Wednesday, June 26, 2019

Psychopomps from Ilango VIlloth


Psychopomps by Ilango Villoth

Psychopomps

January 2019
108 pp
$2.99 ebook
$5.99 print
Buy on Amazon 

About the Book
Death comes to all eventually. Sometimes sudden, sometimes prolonged. Seldom welcome. And yet it remains as one of the few things we share with all other living creatures, regardless of race, color, creed or even wealth. With this in mind, Psychopomps is a collection of poetry and short stories that delve into and explore the theme of death, in all its many forms. Brutal in places, serene in others, it is a work that is as stylistically diverse as death itself, with a unique voice reaching out at the reader from experimental prose and traditional meter, to form a whole that links each to the other. Whether you read large portions of it at one sitting or simply leaf through it in a spare moment during a busy day, the effects of each piece will remain with you long after the pages have been closed.

My Review
After realizing that I had to look up the meaning of the title of Viloth’s latest publishing endeavor, I was in a slightly better place—but only slightly. Psychopomps is from the Greek for guides of the soul, creatures who take the freshly dead to an appropriate afterlife. The mix of cultures and faiths throughout the author’s lyrical offerings alludes to the many aspects of death.
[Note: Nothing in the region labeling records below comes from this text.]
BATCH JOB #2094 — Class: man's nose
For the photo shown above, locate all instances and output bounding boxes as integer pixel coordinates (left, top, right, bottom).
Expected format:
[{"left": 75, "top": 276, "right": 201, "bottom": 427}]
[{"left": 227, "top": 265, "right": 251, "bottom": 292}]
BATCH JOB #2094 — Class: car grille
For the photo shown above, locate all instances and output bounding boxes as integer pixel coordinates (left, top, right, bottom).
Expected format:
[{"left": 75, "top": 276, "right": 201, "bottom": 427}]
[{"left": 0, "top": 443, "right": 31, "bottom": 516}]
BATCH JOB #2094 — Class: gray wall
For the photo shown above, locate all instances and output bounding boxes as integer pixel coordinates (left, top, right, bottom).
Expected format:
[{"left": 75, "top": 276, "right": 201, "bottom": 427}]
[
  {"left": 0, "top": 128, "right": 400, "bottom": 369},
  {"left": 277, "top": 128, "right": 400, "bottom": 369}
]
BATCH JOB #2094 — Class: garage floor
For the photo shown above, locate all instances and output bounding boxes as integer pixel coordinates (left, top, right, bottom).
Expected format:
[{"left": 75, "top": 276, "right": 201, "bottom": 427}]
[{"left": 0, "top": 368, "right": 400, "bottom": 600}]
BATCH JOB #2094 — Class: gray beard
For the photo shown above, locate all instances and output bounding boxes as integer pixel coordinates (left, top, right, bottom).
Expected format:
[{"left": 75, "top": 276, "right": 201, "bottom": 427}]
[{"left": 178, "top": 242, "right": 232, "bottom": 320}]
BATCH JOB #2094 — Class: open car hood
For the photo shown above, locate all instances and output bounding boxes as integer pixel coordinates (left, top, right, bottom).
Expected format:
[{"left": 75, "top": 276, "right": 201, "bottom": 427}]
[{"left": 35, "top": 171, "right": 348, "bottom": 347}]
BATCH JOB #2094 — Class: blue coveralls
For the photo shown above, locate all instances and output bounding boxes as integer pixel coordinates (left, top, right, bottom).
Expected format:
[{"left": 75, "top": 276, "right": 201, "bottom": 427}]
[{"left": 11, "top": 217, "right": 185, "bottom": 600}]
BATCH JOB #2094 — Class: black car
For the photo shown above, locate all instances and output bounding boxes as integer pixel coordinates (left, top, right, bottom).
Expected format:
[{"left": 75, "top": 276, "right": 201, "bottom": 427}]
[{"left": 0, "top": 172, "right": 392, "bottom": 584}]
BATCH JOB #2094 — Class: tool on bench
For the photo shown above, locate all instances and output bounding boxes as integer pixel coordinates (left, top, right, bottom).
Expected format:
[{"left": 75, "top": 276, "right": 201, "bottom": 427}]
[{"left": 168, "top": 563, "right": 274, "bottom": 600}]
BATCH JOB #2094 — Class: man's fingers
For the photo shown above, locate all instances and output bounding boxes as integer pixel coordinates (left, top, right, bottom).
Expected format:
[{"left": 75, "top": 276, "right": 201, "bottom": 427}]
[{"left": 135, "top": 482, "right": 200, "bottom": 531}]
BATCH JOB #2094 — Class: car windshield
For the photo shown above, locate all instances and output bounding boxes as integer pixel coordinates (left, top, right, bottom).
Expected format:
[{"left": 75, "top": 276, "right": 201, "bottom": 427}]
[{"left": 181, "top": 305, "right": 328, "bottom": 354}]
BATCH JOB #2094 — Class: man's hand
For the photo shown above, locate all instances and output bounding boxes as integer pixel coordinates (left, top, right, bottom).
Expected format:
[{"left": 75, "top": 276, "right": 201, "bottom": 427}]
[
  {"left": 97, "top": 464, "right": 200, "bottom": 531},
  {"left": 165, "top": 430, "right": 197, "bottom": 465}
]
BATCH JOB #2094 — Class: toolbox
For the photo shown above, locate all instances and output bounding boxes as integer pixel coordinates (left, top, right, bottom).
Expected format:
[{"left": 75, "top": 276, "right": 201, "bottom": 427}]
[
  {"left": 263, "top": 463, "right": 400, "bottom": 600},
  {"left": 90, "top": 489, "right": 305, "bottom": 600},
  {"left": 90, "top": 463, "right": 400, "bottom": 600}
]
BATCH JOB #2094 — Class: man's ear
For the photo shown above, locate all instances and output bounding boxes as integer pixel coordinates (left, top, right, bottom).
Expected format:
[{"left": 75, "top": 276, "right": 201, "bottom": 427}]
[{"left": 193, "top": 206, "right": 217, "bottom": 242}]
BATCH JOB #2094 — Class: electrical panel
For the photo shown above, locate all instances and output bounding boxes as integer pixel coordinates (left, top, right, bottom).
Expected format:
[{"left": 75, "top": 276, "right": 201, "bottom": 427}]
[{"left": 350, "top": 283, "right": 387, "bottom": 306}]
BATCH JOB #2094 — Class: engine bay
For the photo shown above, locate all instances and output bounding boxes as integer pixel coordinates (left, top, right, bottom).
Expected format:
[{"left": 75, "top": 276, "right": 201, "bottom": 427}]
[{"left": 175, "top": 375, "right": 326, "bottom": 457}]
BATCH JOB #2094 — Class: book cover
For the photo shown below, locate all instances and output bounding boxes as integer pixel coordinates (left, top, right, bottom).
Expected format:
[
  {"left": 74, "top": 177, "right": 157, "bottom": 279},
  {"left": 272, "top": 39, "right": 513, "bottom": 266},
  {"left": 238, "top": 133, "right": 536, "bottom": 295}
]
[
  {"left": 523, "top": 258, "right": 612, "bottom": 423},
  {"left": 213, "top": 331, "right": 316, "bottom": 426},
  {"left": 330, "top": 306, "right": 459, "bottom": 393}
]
I like poetry and I adore cleverness, but Viloth’s work leaves me in the dust. He takes the reader on a journey that is as small as the space of one kneeling in heartache to the maw of a whale to the world’s end and a stumble into the “no more” of piece #20.

The grouping of personal observation, of absurdity, of dark joy, the cadence of pieces like “Children’s Fable” with the refrain “I wish I had a name! I’m so Happy…” flows like a braided stream, bubbly in some places, whistling in the dark shadows under rockfall, to the “curious phenomenon” of a family-swallowing stream in the longest piece, “The Ambiguous Guest.”
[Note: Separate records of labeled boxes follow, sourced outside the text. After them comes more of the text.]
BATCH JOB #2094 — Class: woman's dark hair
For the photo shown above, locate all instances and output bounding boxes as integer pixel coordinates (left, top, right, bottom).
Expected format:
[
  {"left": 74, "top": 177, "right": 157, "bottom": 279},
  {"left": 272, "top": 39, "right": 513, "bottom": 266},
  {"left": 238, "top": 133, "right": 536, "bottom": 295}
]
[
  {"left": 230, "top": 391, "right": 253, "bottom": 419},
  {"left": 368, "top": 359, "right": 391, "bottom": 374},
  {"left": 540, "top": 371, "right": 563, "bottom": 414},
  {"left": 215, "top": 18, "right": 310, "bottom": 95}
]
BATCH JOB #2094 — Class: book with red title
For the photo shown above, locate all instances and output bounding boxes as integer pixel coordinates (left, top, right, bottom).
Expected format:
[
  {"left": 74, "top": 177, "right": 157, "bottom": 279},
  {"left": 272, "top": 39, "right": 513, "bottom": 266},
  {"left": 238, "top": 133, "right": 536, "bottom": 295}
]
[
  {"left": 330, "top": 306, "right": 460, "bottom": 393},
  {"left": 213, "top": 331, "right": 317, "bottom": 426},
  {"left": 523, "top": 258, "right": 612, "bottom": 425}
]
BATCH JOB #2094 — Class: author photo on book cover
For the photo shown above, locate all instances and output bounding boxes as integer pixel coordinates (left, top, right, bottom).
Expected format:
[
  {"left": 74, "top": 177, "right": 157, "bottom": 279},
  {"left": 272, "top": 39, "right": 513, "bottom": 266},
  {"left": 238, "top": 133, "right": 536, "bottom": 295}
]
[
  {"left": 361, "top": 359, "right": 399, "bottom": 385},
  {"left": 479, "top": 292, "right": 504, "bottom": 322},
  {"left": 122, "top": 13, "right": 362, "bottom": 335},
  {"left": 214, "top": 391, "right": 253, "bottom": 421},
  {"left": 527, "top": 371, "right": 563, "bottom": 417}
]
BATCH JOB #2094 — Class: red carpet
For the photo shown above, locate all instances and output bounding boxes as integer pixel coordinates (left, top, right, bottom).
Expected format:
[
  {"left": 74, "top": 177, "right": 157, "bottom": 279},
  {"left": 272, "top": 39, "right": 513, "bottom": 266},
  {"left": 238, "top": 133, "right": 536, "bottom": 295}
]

The heart of the work, to me, is found in the title piece, in a Ulyssian-style refrain lamenting our own inability to seize the moment.
the cruelest privilege of the world is this: that we go about our
days while believing that we are not yet living, that our stories
have not yet begun. that someday we will leap up into action,
exclaiming “I have awoken; finally, my true self has arrived,”
and in thinking thusly become sedated through all our chapters…

Psychompomps is recommended for those who appreciate tiptoeing through mortality in song and tale, sipping a toast of Bacchanalian treasure while feasting on wit.

About the Author
I'm currently employed as a sports writer. Recently, I assisted in welcoming the Dalai Lama to the Overture Center, managed and programmed the Isthmus Jazz Festival, and co-taught UW-Madison's 400-level Shakespeare course. I currently work as a sports writer (American football) for Rotowire.

Moby-Dick is my passion.

I recently completed and published my first full-length novel, The Inconsistencies: A Comical Tragedy In Two Parts. My new novella, Psychopomps, will be released Q1 2019.
I am in the process of discovering life after university. The world is open.